Frozen Spec File¶
Write goals, non-goals, constraints, and completion criteria into an immutable file the agent reads but cannot modify — preventing drift even across context compaction.
The Problem¶
Agents build impressive things that are wrong. Over long sessions, the original objective blurs: context compaction drops nuance, the agent reinterprets constraints it finds inconvenient, and scope creeps in directions nobody asked for. The result is coherent, high-quality code that solves a subtly different problem than assigned.
Spec-driven development solves the writing problem — how to capture intent. The frozen spec solves the preservation problem — how to keep that intent unmodifiable throughout execution.
Anatomy of a Frozen Spec¶
A frozen spec contains five sections. Everything else belongs in mutable plan or progress files.
| Section | Purpose | Example |
|---|---|---|
| Goals | What the agent must deliver | "Add OAuth2 login via Google" |
| Non-goals | What the agent must not build | "Do not add email/password auth" |
| Hard constraints | Non-negotiable boundaries | "No new runtime dependencies" |
| Deliverables | Concrete output artifacts | src/auth/oauth.ts, migration file, tests |
| Done-when criteria | Objective, testable completion conditions | "All existing tests pass; /auth/google returns 302 to Google consent screen" |
Non-goals are first-class.
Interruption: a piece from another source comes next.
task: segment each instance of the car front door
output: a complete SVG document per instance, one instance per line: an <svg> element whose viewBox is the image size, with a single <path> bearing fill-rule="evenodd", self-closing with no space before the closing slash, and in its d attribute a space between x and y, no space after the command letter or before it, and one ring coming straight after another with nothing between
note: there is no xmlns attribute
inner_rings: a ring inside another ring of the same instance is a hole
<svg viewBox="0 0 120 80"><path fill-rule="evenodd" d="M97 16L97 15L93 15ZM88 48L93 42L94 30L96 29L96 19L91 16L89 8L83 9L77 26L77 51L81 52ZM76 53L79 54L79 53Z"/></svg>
Without them, agents expand scope toward whatever seems useful — adding email auth "while we're at it" or refactoring adjacent code that looks messy.
Why Immutability Matters¶
The spec must be structurally protected from the agent, not just instructionally protected.
graph LR
A[Session starts] --> B[Agent reads SPEC.md]
B --> C[Agent works]
C --> D{Context compacted?}
D -->|Yes| B
D -->|No| C
C --> E[Agent verifies against SPEC.md]
E --> F[Done-when criteria met?]
F -->|No| C
F -->|Yes| G[Complete]
The re-read loop is the core mechanism. After every compaction event, the agent re-reads the frozen spec from disk — the discipline formalised in the post-compaction re-read protocol. The spec survives because it lives in a file, not in conversation history.
Without structural protection, agents rewrite specs they find inconvenient. Anthropic's harness research found that agents are less likely to modify JSON files than Markdown files — format choice is itself a defense against mutation (Effective Harnesses for Long-Running Agents). Strongly-worded prohibition language ("it is unacceptable to remove or edit tests") is necessary but not sufficient.
Immutability Mechanisms¶
No single mechanism guarantees immutability. Layer them.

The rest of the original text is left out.